櫻イミト

獣人タイガの櫻イミトのレビュー・感想・評価

獣人タイガ(1929年製作の映画)
4.0
「魔人ドラキュラ」(1931)「フリークス」(1932)のトッド・ブラウニング監督と名優ロン・チェイニーの同志タッグによる傑作カルト映画。

東南アジア・メコン川ほとり、フランス領で中国の習慣が残る村。虎狩り名人タイガ・ヘインズ(ロン・チェイニー)は野獣を捕獲してサーカスに売るのが仕事。顔が傷だらけの強面だが娘トヨ(※東洋)を溺愛する良い父親だった。それがある日、トヨから取り引き先の息子ボビーと恋仲であることを打ち明けられる。最初は不満を示したタイガだったが、ボビーがトヨを守ろうと虎に立ち向かう姿を見て二人を認めるのだった。そして数日後、タイガとボビーは船で取引き先に向かうことに。船中でボビーは妖艶な女、デ・シルヴァ(エステル・テイラー)と出会う。すっかりボビーを気に入ったシルヴァは誘惑をかけ恋の虜にさせる・・・。その姿を見たタイガは驚き、シルヴァを罵りボビーをなぐりつけた。実はシルヴァはかつて蒸発したタイガーの妻、トヨの母親だったのだ。。。

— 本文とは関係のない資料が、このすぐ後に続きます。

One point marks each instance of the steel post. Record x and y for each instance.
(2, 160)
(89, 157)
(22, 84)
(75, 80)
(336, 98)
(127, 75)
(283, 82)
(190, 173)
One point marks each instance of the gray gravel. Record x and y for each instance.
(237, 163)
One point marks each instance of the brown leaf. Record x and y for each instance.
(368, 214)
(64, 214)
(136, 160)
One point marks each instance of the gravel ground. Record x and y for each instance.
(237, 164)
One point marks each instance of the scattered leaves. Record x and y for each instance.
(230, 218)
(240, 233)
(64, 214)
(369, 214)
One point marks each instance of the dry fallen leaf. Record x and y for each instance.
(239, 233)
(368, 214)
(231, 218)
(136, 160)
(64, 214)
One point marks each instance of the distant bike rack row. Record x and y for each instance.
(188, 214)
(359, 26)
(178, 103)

ブラウニング監督×ロン・チェイニーの映画に外れなし。本作も非常に面白かった。虎と対決し大きな像に乗って登場するチェイニー。頑固だが娘に甘い好人物タイガを生き生きと演じている。オリエンタル感たっぷりの美術演出もムード満点なのはブラウニング監督ならでは。それに拍車をかけるのが悪女を演じたエステル・テイラー(「十誡」など)の存在感で、そのエキゾチックなルックスは魔性の女として説得力十分だった。ブラウニング×チェイニー作品特有の“不遇者の哀しみ”は強く打ち出されてはいないものの、見世物的エンターテイメントの土俵で人情メロドラマが繰り広げられ、落としどころで二人の刻印を魅せてくれた。

これが本作レビューの一番のり。誇らしくもあるが観られていないのが残念でもある。ブラウニング監督×ロン・チェイニー作品の再評価、および日本語版DVD化を切に願う。